Individuals with ADHD often exhibit a greater creative potential, and an increased ability to produce and visualize unique verbal and nonverbal ideas. However, they also show a weaker ability to generate creative solutions when given restrictive criteria, such as procedure, practicality, and time. This weakness is due to cognitive rigidity, which frequently co-morbid with ADHD. The weaknesses in attention, focus, and motivation are exacerbated by frustration from rigidity, making creative conceptualization substantially harder when guidelines are given. However, increased mind-wandering, lateral thinking, and persistence from ADHD allows for more out of the box thinking. As a result, while affected individuals are able to visualize more creative and original abstractions, they fall short on creating and finalizing ideas when given specific criteria.

==Guided imagery==

Although, visual and auditory mental images are reported as being the most frequently experienced by people and even with visual images remaining the most extensively researched and documented in scientific literature, the term creative visualization appears far less frequently in scientific, peer-reviewed, and scholarly publications than the term guided imagery, which research authors commonly use to indicate the generation, maintenance, inspection, and transformation of mental imagery across all modalities, and to refer exclusively and specifically to the processing of visual imagery. Also, some authors use the term creative visualization interchangeably with guided imagery. Meanwhile, others refer to guided imagery in a way to indicate that it includes creative visualization.
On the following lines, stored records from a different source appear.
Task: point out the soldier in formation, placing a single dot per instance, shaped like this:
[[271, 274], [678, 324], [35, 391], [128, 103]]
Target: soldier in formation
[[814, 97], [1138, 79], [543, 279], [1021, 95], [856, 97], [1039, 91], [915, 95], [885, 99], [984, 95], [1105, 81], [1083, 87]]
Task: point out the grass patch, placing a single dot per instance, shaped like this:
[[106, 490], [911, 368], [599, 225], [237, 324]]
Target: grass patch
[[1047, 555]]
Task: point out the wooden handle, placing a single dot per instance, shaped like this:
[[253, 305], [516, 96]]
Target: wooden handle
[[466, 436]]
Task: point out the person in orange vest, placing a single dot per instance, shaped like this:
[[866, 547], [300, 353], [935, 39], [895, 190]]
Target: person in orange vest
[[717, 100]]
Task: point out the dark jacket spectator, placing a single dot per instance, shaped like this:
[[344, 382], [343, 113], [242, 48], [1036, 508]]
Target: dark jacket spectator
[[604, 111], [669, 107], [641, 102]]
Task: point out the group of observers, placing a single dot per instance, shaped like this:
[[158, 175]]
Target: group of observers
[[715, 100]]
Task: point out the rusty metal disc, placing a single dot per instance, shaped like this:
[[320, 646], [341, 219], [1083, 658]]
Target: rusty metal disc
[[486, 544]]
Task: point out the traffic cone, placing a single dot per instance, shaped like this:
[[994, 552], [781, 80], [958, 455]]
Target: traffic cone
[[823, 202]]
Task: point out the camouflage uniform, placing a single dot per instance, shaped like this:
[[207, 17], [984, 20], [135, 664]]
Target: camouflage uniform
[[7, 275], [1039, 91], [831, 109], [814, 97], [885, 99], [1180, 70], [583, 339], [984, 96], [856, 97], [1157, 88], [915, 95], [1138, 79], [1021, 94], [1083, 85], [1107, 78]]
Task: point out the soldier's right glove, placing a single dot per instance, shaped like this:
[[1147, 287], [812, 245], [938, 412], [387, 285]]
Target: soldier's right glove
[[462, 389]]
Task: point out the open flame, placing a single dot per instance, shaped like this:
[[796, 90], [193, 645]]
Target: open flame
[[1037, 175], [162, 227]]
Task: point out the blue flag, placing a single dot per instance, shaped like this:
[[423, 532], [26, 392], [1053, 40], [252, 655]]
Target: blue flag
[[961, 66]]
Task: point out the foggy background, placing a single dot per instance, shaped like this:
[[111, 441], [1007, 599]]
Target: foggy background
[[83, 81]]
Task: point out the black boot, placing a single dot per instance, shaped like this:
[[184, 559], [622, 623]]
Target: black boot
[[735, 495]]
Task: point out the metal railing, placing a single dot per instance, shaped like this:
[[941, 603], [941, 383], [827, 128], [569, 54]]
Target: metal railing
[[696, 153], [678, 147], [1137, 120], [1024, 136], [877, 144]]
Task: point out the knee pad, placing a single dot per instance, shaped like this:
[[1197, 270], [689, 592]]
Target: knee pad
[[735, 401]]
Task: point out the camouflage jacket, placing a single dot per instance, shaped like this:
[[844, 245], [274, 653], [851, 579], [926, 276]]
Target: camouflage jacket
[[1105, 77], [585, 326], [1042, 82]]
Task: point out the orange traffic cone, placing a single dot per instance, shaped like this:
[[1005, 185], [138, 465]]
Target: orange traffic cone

Furthermore, investigative, clinical, scientific, and academic authors frequently measure, analyze, and discuss the effects of creative visualization and guided imagery, collectively and inseparably from other mind–body interventions they are commonly combined with—including meditation music or receptive music therapy, relaxation, guided meditation or meditative praxis, and self-reflective diary-keeping or journaling. This often makes it difficult to attribute positive or negative outcomes to any one of the specific techniques.

== Effectiveness ==
Creative visualization might help people with cancer feel more positive, but there "is no compelling evidence to suggest positive effects on physical symptoms such as nausea and vomiting."